Sell in May And … Say Sayonara?
"Sell in May and go away," didn't really apply this year--except for the last day of the month, Friday, on which the U.S. markets saw heavy selling--but it might be an apt expression to explain the Japanese market situation.
Japan and the Nikkei were on the minds of many Friday as market watchers tried to digest what two Japanese stock swoons in a week and continued bond volatility mean for U.S. markets and the axiom "sell in May and go away."
Overall, the sentiment is that the Nikkei is correcting a bit from a huge run-up (32.5 percent this year) and that U.S. markets are reacting to rising interest rates, but stocks—thus far—seem to be relatively immune. There's even thought that the Nikkei will find support at about 12,500 and will eventually surprise on the upsideas bond volatility has investors shift to stocks.
"You have to take sell in May and translate it to Japanese this year. And it's not just the month of May. It's between now and Halloween. We could have a summer selloff that would still live up to the thesis. But it's been quite pleasant, and now we're beginning to get some second thoughts."

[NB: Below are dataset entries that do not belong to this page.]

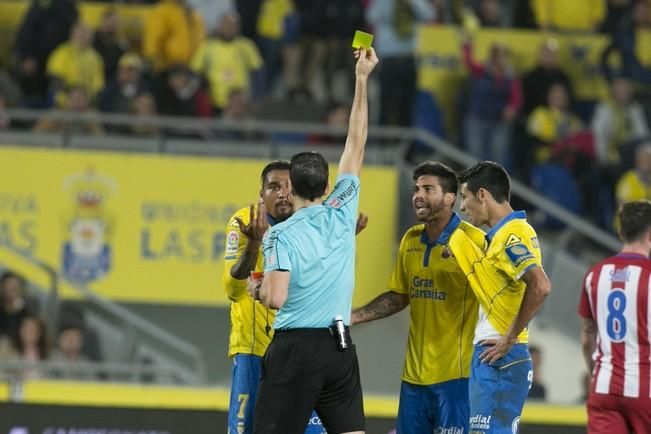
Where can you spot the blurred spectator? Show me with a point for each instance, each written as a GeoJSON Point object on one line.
{"type": "Point", "coordinates": [276, 37]}
{"type": "Point", "coordinates": [76, 102]}
{"type": "Point", "coordinates": [535, 87]}
{"type": "Point", "coordinates": [237, 108]}
{"type": "Point", "coordinates": [119, 94]}
{"type": "Point", "coordinates": [76, 63]}
{"type": "Point", "coordinates": [305, 64]}
{"type": "Point", "coordinates": [537, 390]}
{"type": "Point", "coordinates": [46, 25]}
{"type": "Point", "coordinates": [574, 15]}
{"type": "Point", "coordinates": [249, 11]}
{"type": "Point", "coordinates": [69, 350]}
{"type": "Point", "coordinates": [536, 82]}
{"type": "Point", "coordinates": [523, 16]}
{"type": "Point", "coordinates": [212, 11]}
{"type": "Point", "coordinates": [336, 117]}
{"type": "Point", "coordinates": [494, 100]}
{"type": "Point", "coordinates": [173, 33]}
{"type": "Point", "coordinates": [108, 44]}
{"type": "Point", "coordinates": [229, 61]}
{"type": "Point", "coordinates": [71, 313]}
{"type": "Point", "coordinates": [14, 305]}
{"type": "Point", "coordinates": [617, 124]}
{"type": "Point", "coordinates": [635, 184]}
{"type": "Point", "coordinates": [394, 23]}
{"type": "Point", "coordinates": [617, 16]}
{"type": "Point", "coordinates": [180, 94]}
{"type": "Point", "coordinates": [624, 41]}
{"type": "Point", "coordinates": [552, 122]}
{"type": "Point", "coordinates": [32, 344]}
{"type": "Point", "coordinates": [343, 17]}
{"type": "Point", "coordinates": [490, 13]}
{"type": "Point", "coordinates": [144, 105]}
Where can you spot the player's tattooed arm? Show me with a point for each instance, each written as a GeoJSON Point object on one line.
{"type": "Point", "coordinates": [243, 267]}
{"type": "Point", "coordinates": [254, 231]}
{"type": "Point", "coordinates": [384, 305]}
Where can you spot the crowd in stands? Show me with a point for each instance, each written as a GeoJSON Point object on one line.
{"type": "Point", "coordinates": [226, 59]}
{"type": "Point", "coordinates": [26, 340]}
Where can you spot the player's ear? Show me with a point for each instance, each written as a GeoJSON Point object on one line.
{"type": "Point", "coordinates": [482, 194]}
{"type": "Point", "coordinates": [449, 199]}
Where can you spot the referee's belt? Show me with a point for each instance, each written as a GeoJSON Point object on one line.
{"type": "Point", "coordinates": [313, 331]}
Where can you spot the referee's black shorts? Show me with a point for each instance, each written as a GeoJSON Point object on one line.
{"type": "Point", "coordinates": [302, 371]}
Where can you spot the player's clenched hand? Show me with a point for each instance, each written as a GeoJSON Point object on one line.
{"type": "Point", "coordinates": [366, 61]}
{"type": "Point", "coordinates": [362, 222]}
{"type": "Point", "coordinates": [253, 287]}
{"type": "Point", "coordinates": [258, 222]}
{"type": "Point", "coordinates": [497, 348]}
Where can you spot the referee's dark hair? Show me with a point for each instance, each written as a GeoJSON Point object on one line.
{"type": "Point", "coordinates": [308, 173]}
{"type": "Point", "coordinates": [274, 165]}
{"type": "Point", "coordinates": [447, 177]}
{"type": "Point", "coordinates": [490, 176]}
{"type": "Point", "coordinates": [634, 220]}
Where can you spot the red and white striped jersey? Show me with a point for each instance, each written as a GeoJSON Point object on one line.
{"type": "Point", "coordinates": [616, 296]}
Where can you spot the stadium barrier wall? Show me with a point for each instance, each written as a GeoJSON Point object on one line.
{"type": "Point", "coordinates": [152, 228]}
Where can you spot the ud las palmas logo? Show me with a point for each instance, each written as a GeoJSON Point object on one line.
{"type": "Point", "coordinates": [88, 226]}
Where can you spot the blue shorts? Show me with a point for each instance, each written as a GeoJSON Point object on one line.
{"type": "Point", "coordinates": [441, 407]}
{"type": "Point", "coordinates": [498, 391]}
{"type": "Point", "coordinates": [244, 389]}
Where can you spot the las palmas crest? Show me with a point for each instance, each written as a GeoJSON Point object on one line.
{"type": "Point", "coordinates": [86, 253]}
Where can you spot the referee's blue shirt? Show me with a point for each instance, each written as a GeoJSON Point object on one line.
{"type": "Point", "coordinates": [317, 245]}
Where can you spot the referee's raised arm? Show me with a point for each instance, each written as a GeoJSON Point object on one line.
{"type": "Point", "coordinates": [353, 155]}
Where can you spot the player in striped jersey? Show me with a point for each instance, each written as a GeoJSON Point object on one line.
{"type": "Point", "coordinates": [616, 315]}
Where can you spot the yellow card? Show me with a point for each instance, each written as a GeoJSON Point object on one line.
{"type": "Point", "coordinates": [362, 40]}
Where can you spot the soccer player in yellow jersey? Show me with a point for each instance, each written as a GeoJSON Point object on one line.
{"type": "Point", "coordinates": [443, 311]}
{"type": "Point", "coordinates": [250, 321]}
{"type": "Point", "coordinates": [504, 269]}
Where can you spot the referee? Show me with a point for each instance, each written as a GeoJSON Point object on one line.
{"type": "Point", "coordinates": [309, 276]}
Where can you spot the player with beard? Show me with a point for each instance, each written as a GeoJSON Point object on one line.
{"type": "Point", "coordinates": [443, 310]}
{"type": "Point", "coordinates": [251, 322]}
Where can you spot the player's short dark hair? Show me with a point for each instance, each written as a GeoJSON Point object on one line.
{"type": "Point", "coordinates": [309, 175]}
{"type": "Point", "coordinates": [634, 220]}
{"type": "Point", "coordinates": [274, 165]}
{"type": "Point", "coordinates": [447, 177]}
{"type": "Point", "coordinates": [490, 176]}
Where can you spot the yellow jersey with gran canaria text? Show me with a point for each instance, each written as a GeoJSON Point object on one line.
{"type": "Point", "coordinates": [443, 308]}
{"type": "Point", "coordinates": [251, 322]}
{"type": "Point", "coordinates": [494, 265]}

—Art Cashin, UBS Financial Services
"Yes, we'll see a [U.S. market] correction, and I think that's a correction you'll have to buy."
—Yra Harris, Praxis Trading
Stealth Housing Plays?
Housing numbers are encouraging. Prices are on the rise and consumer confidence is up (see above). Does that mean you can bank on big gains from vague housing plays, such as home appliance makers (Jarden, up about 37 percent YTD) and electronics retailers (Best Buy, up about 137 percent YTD)? Probably not.
"All of a sudden we're talking about [Best Buy] as a stealth housing play when they have 6 percent of their sales from appliances that could go to 10 percent because people have so bought into the idea that the housing recovery is the world's one reliable, bankable, appreciated growth story. I think we're going a little too far."
—Mike Santoli of Yahoo Finance!
The Rich Get Richer
The richest 1 percent now control 39 percent of the world's wealth, and their share is likely to grow in the coming years, CNBC's Robert Frank reports.
The world's total private wealth grew 7.8 percent last year, to $135 trillion, according to the Boston Consulting Group's Global Wealth report. The top 1 percent control $52.8 trillion, and those worth $5 million or more control nearly a quarter of the world's wealth. And since the wealthy's wealthy grows faster than overall global wealth, the concentration should only increase. Meanwhile, they're sitting on mounds of cash.
"We really have two economies right now. We have Richistan, and they are the wealthy. And they are benefiting from rising stock prices, cheap credit and soaring asset prices. They're doing really well and feeling confident."
—CNBC wealth reporter Robert Frank
"If you go to any store in Beverly Hills or New York or even Miami—the people in those LVMH or Kors or Coach, they're not speaking English. It looks like strong U.S. sales, but this is foreign money looking for status symbols and souvenirs in the U.S."